Major amputations represent life-changing medical events requiring:

  • rehabilitation
  • prosthetic services
  • psychological support
  • community integration
  1. Conclusion

This dataset demonstrates that major amputations remain a significant and ongoing health issue in England, with over 12,000 procedures taking place annually across the NHS.

The data highlights the widespread geographic distribution of limb loss and reinforces the importance of ensuring that individuals undergoing amputation have access to appropriate medical care, rehabilitation services and community support.

Understanding the scale and location of amputations is essential for improving services, supporting recovery and ensuring people affected by limb loss are able to rebuild their lives.

Why some growth areas look higher than others

The growth areas are likely higher for a mix of population, health inequality, and geography reasons.

The strongest explanations are:

Population size
Some ICBs simply cover very large populations. NHS England says ICBs plan services for their local populations, and ICS areas vary a lot in size.

Higher diabetes and peripheral arterial disease burden
Diabetes and peripheral arterial disease are major risk factors for non-traumatic major lower limb amputation.

Deprivation and inequality
Recent England analysis found major lower limb amputation rates and post-amputation mortality increase with socioeconomic deprivation.

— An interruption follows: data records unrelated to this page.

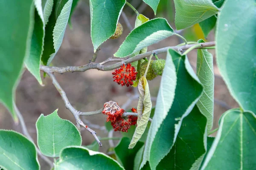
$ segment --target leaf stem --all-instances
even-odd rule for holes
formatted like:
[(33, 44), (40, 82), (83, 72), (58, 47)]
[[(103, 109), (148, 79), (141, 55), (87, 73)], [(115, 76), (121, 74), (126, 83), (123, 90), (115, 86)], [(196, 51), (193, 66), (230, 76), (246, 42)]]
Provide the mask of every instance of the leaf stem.
[(189, 49), (186, 50), (186, 51), (185, 51), (184, 53), (183, 53), (183, 54), (182, 54), (183, 55), (187, 54), (188, 53), (189, 53), (192, 50), (193, 50), (195, 48), (198, 48), (199, 47), (201, 47), (202, 46), (202, 44), (201, 43), (200, 43), (198, 44), (195, 44), (195, 45), (193, 45), (191, 47), (190, 47), (190, 48), (189, 48)]
[(133, 7), (133, 6), (132, 6), (131, 3), (129, 3), (128, 2), (126, 2), (125, 3), (125, 4), (126, 5), (127, 5), (128, 6), (130, 6), (130, 7), (131, 7), (131, 8), (133, 10), (134, 10), (134, 12), (135, 12), (135, 13), (136, 13), (136, 14), (137, 14), (137, 15), (140, 15), (140, 13), (139, 13), (139, 12), (138, 12), (138, 11), (136, 10), (136, 9), (135, 9), (135, 8), (134, 7)]
[(147, 65), (147, 68), (146, 68), (146, 71), (145, 71), (145, 73), (144, 74), (144, 76), (145, 77), (147, 76), (147, 73), (148, 73), (148, 68), (149, 68), (149, 65), (150, 65), (150, 62), (151, 61), (151, 59), (152, 57), (154, 55), (154, 53), (152, 53), (150, 56), (149, 56), (149, 60), (148, 60), (148, 65)]
[(184, 41), (185, 41), (185, 44), (188, 44), (188, 42), (186, 40), (186, 38), (185, 38), (184, 37), (182, 37), (182, 36), (181, 36), (180, 35), (178, 34), (176, 34), (175, 33), (175, 35), (176, 35), (176, 36), (179, 37), (181, 39), (182, 39), (182, 40), (183, 40)]
[(207, 135), (209, 136), (209, 135), (211, 135), (214, 132), (216, 132), (218, 130), (218, 128), (216, 128), (216, 129), (214, 129), (214, 130), (212, 130), (209, 132), (208, 133), (208, 134), (207, 134)]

Older populations / rural and coastal areas
Places with older populations and longer travel distances to specialist care can see greater amputation burden. That is a reasonable inference from the risk-factor evidence and the pattern in coastal/rural systems such as Devon, Norfolk & Waveney, and Hampshire & Isle of Wight.

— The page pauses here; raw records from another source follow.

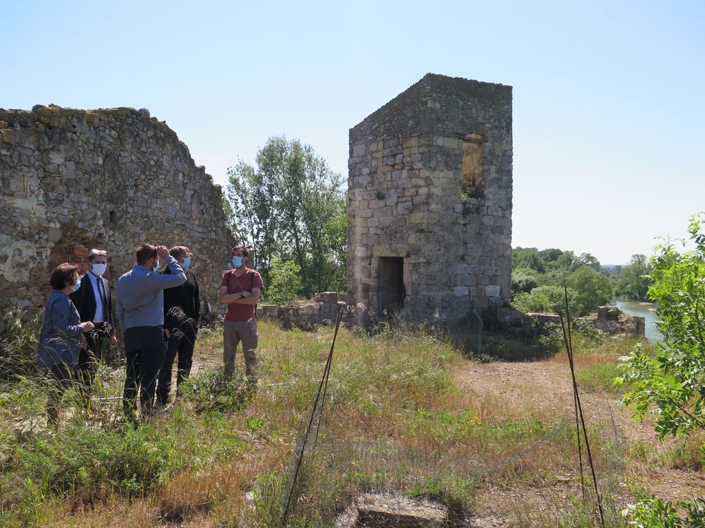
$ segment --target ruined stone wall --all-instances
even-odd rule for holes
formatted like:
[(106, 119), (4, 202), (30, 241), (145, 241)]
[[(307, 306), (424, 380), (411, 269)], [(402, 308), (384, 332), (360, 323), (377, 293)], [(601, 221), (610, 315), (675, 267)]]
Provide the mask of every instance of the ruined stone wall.
[(511, 87), (429, 74), (350, 130), (348, 168), (356, 302), (445, 320), (508, 302)]
[(221, 188), (147, 111), (0, 109), (0, 310), (38, 309), (50, 269), (90, 248), (115, 280), (143, 241), (188, 246), (217, 308), (233, 244)]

Reasons why amputation numbers can rise over time

The first is more diabetes. In England, official figures show adult GP-recorded type 2 diabetes prevalence rose from 6.8% in March 2023 to 7.0% in March 2024. More diabetes usually means more people at risk of foot ulcers, infection, poor wound healing and vascular complications, all of which can end in amputation if they become severe.

The second is more severe infection and sepsis. A 2025 ecological study found sepsis-coded hospital admissions in England rose from 27.9 per 100,000 in 1998 to 210.4 in 2023. Not every rise will be a true increase in illness because coding and recognition have also improved, but it still supports the point that serious infection is a growing part of the clinical picture. In people with diabetes or poor circulation, severe infection can rapidly make limb salvage harder and push clinicians toward urgent amputation to save life.

The third is people are surviving conditions that might previously have been fatal. Advances in emergency medicine, vascular surgery, antibiotics, critical care and rehabilitation mean more people now survive major trauma, overwhelming infection, complex vascular disease and diabetic complications. Sometimes survival comes at the cost of limb loss. That means you can see more people living after major illness or injury, even if some require amputation as part of life-saving treatment. Evidence from vascular literature shows revascularisation and modern limb-salvage pathways improve amputation-free survival, which supports the wider point that today’s systems are intervening more actively and keeping more very unwell people alive.

A fourth reason is an ageing and more medically complex population. Older age, peripheral arterial disease, kidney disease, poor glycaemic control and sepsis are all associated with worse limb outcomes and higher mortality after major lower-limb amputation. So as the population becomes older and more clinically complex, the pool of people at risk also grows.